今回の場合、どのようなスキームを構築するのがベストと思われますか。
上記現行のスキーム全体につき、課税関係を整理します。その後、別手法をアプローチしてみます。

解説

1.上記スキームの各STEP毎の留意点について

(STEP 1)について
○ A → B の場合…
 譲渡ということで個人間売買は相続評価額原則が税務上適正評価額となります。オーナースイッチの場面であるため、配当還元方式価格は利用できません。
 上記前提だと、相続税評価額原則もおそらく0になるのでしょうが、ご心配なら実際に計算を行ってください。なお、評価額がついた場合には、評価額 - 0 = 評価額がみなし贈与(相法7)が適用されます。

○ A → C の場合…
 個人法人間譲渡であり、オーナースイッチの局面ですから、配当還元方式価格ではなく所得税基本通達59-6 (小会社方式)が適用されます。
 上記前提では小会社方式での株価が0になるのか判断つきません。実際に計算してください。
 この場合、無償譲渡し、かつ、計算結果が下記の通りになったと仮定するとそれぞれ課税関係が生じます。
 ・所得税基本通達59 – 6 × 1/2 > 0 のため、みなし譲渡が発動します(所法59)。
 ・X 社の株価上昇分だけ、株主間贈与が発動します(相基通 9-2)。
 今回の場合、A → B へは贈与税、A → C 社へは寄附金課税です。金庫株において無償取得の場合には財源規制はありません(会461 反対解釈、本条は有償取得に限定されている )。
(STEP 2)について
 X社で債務免除益が計上されますが、Aの債務が繰越欠損金以内なので、法人の課税所得に影響は与えません。
 ただし、(「債務免除益後の株価」-「債務免除益前の株価」)× 株式数 =贈与税の課税標準と計算されるみなし贈与の発動可能性があります。おそらく債務免除後 0 - 債務免除前 0 = 0で課税関係生じず、だと思いますが、ご心配なら念のためチェックしてください。

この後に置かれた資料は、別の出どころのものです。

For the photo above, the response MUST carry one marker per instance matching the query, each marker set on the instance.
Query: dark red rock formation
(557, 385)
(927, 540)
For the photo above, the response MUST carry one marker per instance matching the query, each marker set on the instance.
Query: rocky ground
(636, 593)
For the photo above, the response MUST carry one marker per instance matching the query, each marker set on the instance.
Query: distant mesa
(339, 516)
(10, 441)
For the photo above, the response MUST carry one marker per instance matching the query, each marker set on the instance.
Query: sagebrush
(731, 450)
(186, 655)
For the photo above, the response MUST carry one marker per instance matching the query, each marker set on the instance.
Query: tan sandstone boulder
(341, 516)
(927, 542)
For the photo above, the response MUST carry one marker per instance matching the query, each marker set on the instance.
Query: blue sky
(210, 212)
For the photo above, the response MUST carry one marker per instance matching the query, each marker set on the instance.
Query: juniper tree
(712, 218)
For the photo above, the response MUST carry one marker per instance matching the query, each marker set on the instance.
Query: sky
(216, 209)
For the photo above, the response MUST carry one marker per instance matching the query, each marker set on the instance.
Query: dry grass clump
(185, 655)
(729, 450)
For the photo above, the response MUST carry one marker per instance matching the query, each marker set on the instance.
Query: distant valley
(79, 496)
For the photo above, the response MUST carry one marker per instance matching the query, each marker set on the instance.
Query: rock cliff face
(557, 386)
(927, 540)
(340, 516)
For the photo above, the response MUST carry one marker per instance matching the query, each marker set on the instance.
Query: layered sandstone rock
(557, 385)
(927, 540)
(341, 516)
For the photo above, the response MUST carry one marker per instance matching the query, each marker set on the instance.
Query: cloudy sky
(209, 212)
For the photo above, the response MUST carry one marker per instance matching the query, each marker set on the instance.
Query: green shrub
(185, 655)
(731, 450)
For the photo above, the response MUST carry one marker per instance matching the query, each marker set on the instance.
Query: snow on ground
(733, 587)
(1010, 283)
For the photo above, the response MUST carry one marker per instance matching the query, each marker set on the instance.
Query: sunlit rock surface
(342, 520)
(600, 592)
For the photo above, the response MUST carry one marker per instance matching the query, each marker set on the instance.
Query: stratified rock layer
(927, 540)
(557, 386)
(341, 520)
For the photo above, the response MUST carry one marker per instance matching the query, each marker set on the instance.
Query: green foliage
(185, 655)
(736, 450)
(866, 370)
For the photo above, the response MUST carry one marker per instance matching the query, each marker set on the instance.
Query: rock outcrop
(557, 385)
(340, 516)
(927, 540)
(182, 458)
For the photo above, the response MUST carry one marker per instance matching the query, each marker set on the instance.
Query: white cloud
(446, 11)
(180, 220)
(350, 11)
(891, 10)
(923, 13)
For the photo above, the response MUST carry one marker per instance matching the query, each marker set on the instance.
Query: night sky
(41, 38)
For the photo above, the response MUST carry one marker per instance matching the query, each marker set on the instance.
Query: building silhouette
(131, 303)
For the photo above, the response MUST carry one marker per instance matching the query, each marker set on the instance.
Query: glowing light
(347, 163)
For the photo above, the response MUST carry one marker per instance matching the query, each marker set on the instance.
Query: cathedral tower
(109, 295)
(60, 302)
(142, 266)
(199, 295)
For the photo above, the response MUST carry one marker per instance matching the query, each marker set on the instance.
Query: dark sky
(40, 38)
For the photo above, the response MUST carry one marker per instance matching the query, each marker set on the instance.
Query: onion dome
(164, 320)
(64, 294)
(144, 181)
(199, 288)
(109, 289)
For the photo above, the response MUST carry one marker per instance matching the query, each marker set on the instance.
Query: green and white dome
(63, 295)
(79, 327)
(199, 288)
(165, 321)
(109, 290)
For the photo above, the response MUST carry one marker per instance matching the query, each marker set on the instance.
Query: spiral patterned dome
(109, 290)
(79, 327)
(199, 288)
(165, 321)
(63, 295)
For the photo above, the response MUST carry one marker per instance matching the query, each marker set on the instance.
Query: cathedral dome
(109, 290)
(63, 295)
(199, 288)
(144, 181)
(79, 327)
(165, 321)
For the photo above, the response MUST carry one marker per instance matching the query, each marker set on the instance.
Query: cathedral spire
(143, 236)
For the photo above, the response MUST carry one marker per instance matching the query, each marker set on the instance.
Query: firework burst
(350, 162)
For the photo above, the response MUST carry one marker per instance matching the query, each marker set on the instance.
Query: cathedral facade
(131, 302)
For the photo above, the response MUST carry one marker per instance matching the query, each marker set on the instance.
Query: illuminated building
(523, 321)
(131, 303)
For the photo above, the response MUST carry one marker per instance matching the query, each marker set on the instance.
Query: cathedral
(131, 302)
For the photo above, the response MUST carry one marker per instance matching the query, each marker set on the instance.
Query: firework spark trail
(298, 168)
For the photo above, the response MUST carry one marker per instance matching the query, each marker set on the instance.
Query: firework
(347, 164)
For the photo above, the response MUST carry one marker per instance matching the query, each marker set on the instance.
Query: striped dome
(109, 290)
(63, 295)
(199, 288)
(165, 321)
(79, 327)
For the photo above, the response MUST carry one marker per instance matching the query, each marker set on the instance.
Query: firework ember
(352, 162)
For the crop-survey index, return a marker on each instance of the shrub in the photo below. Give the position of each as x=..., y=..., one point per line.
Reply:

※債務免除後の株価は類似比準要素Ⓑ、Ⓒ、Ⓓのうち、Ⓓ+債務免除益をプラスして計算しす。詳細は拙著『みなし贈与のすべて』(ロギカ書房)をご参照ください。

2.上記とは別手法について

 仮にドラスティックに組むのであれば、下記も一法として考慮に値します。
 なお、債務免除の論点は除きます。株価にインパクトを与える場合にはタイミングを考慮要素にしますが、今回は【前提】からインパクトが生じないものと想定しています。繰越欠損金が利用できるうちに利用した方がよいだけのことです。

(STEP 1)A所有X社株式をX社で金庫株。
(STEP 2)上記(STEP 1)よりC 社→ X 社の所有割合は50%になるはず。
 その時点で譲渡対価の額のうち、分配可能限度までをX 社→ C 社に配当。
C社では受取配当の益金不算入が可能(ただし、全額ではなく控除負債利子を差し引くことになる)。
 しかし、今回X社が債務超過で分配可能金額がないため、上記を実行すると会社法上、違法配当に該当。違法配当は会社法上、有効と解する余地もある(※)。

※ 会社法立案担当者のブログ下記参照のこと
http://blog.livedoor.jp/masami_hadama/archives/50094786.html

 租税法上は、違法配当は有効と考える。
 実務では債権者が違法状態を訴える状態になければ、違法配当をしても問題が生じることは考えにくい。
 本ケースでは債務超過のため、そもそも分配可可能規制額がない。したがって、どれだけ配当してもよい(全額違法配当になる)。
 上記の配当について補足です。持分割合は(STEP 1)でのA からの金庫株以後、BとC社は50 %ずつになります。

1)C社のみに配当
 持株数によらず配当するには種類株式か属人株しか手法がありません。属人株の方が簡易なので(登記不要なので)特殊決議→定款変更→ C社への優先配当100%(B は0%)の定めを設定する必要があります。
 この場合、すべてC社に配当すると、今回M&Aに係る譲渡対価における税金が大減少するため、上記の属人株設定は租税回避目的認定され、B とC 社 でみなし贈与(相法9)の発動可能性が高いと思います。
 本稿脱稿時点で属人株設定に係るみなし贈与発動事例は係争において皆無ですが、念のため留意が必要です。
2)B、C社に所有割合によって配当
 総額が5,000万円だとするとBに配当せず、C社にだけ配当するものと仮定すれば半額の2,500万円がC社へ流れます。この場合、金銭配当ではなく特定の株主に対する自己株式取得を利用することになります(会法160)。特別決議で足ります。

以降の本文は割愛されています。